I didn’t have to do it. I was a private school kid from Jozi’s northern suburbs, and had parents happy to play taxi. Plus there was the old faithful Kensington B bus but there was more adventure to be had hitchhiking in the pre-Sandton City 60s and 70s.
We hitched everywhere, day or night, with nary a care and achieved our destinations despite embracing as much of the Hippie counter-culture that school and parents would permit.
With our flowing locks, beads, and flower power shirts, it was not easy getting a free ride with members of the ‘establishment’ – to say nothing of the cops who occasionally stopped and searched us for ‘drucks’ – looking down their noses as their near empty cars swept by. This only made it more fun.
Getting the lift was – of course – first prize, apart from the time a drunk drove us into the Jukskei River. No matter; we were young and invincible. And we met good people on our travels. Interesting, friendly people. A few actually became friends. It was a different time when people did not hide inside gated communities, behind razor wire in permanent fear for their lives. Hijack was a greeting!
Once a friend and I were thumbing a ride and a Dunhill rep rolled down the road in the company Rolls Royce. Steve waved his pack of Dunhill at the driver who stopped. Sadly he could not give us a lift as it was against company policy but he gave us carton of smokes.
In the 70s I shaved off my long locks and donned a Navy uniform to do my National Service in Simonstown. Sticking your thumb out was taboo. Servicemen in uniform could only stand at the side of the road and wait for a kind soul to stop.

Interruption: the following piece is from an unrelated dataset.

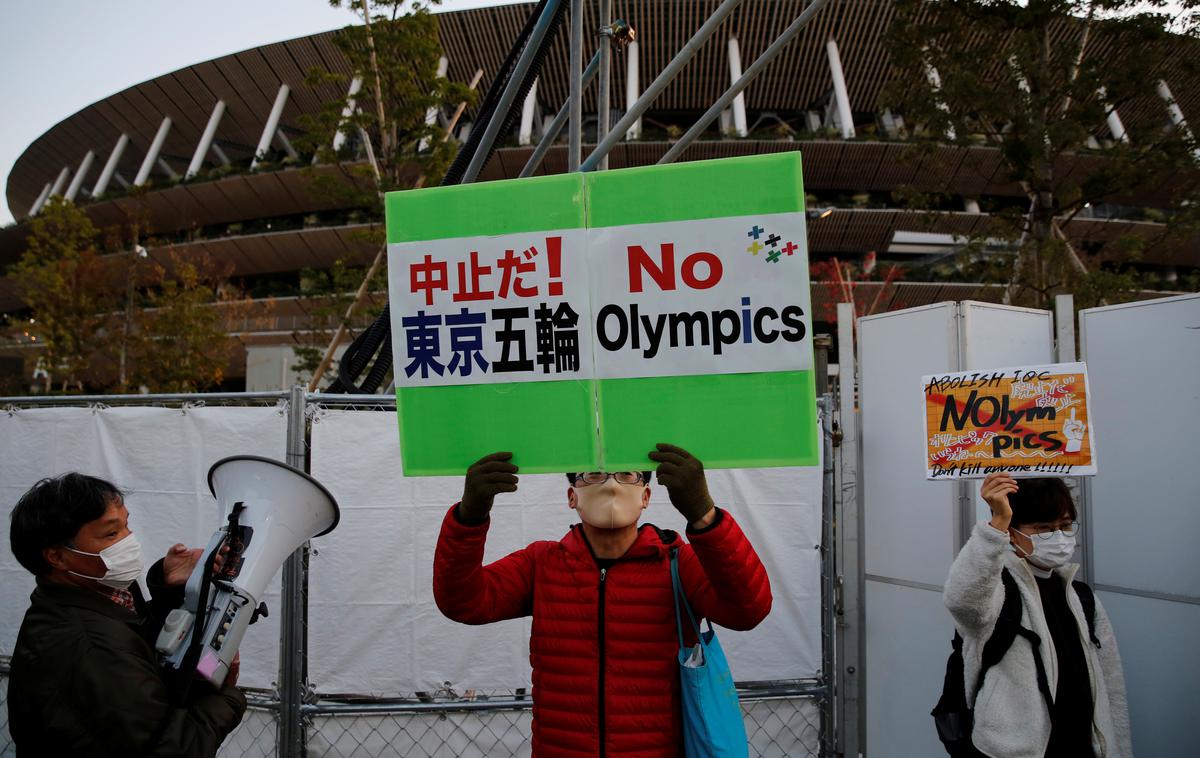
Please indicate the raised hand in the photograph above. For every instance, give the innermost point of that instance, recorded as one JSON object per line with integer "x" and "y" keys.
{"x": 995, "y": 491}
{"x": 486, "y": 477}
{"x": 683, "y": 475}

At the time, most people were happy to help conscripts – mostly the very people who disdained us as ‘long-haired layabouts’. The uniform somehow made the wearer into a different person.
My time in the Navy was all about doing as little as possible and getting home to Joburg as much as possible, which provided for some tribulations out on the road.
My record for getting from Simonstown to Bryanston is 13 hours. I was picked up outside the barracks by a guy in a Valiant Barracuda (remember them?) who turned out to live three streets away from me. It was a wild ride through the night, across the Karoo stops only to refuel and change drivers. One slept while the other drove. We had no lengthy conversations, in fact scarcely exchanged words, yet it was fun and embodied everything hitchhiking should be.
We often travelled in pairs. Usually there were no problems, except for one night, which we later discover it was the coldest night in 30 years. Charlie and I braved it out alongside the main road in Touwsrivier getting colder and colder as an endless stream of nice warm cars passed us by. In the wee hours of the morning we retired to the service station where the toilet had a new-fangled hot air hand dryer. As we desperately pushed the button to try warm up, the alarmed night staff called the boss. His towering rage dissipated when he found two nearly frozen sailors far from the sea. He bought us breakfast.
After that Charlie and I separated to go it alone. A young lady driving a Mini loaded to the gills stopped for me. I squirmed into what was left of the passenger seat, turned to introduce myself and looked straight down the barrel of .38 Special.
“In case there is any trouble,” she said.
She offered to take me to Kimberley and we set off. She kept nodding off at the wheel but refused to let me drive. I arrived home some 34 hours after leaving Cape Town – the longest I ever spent on the road.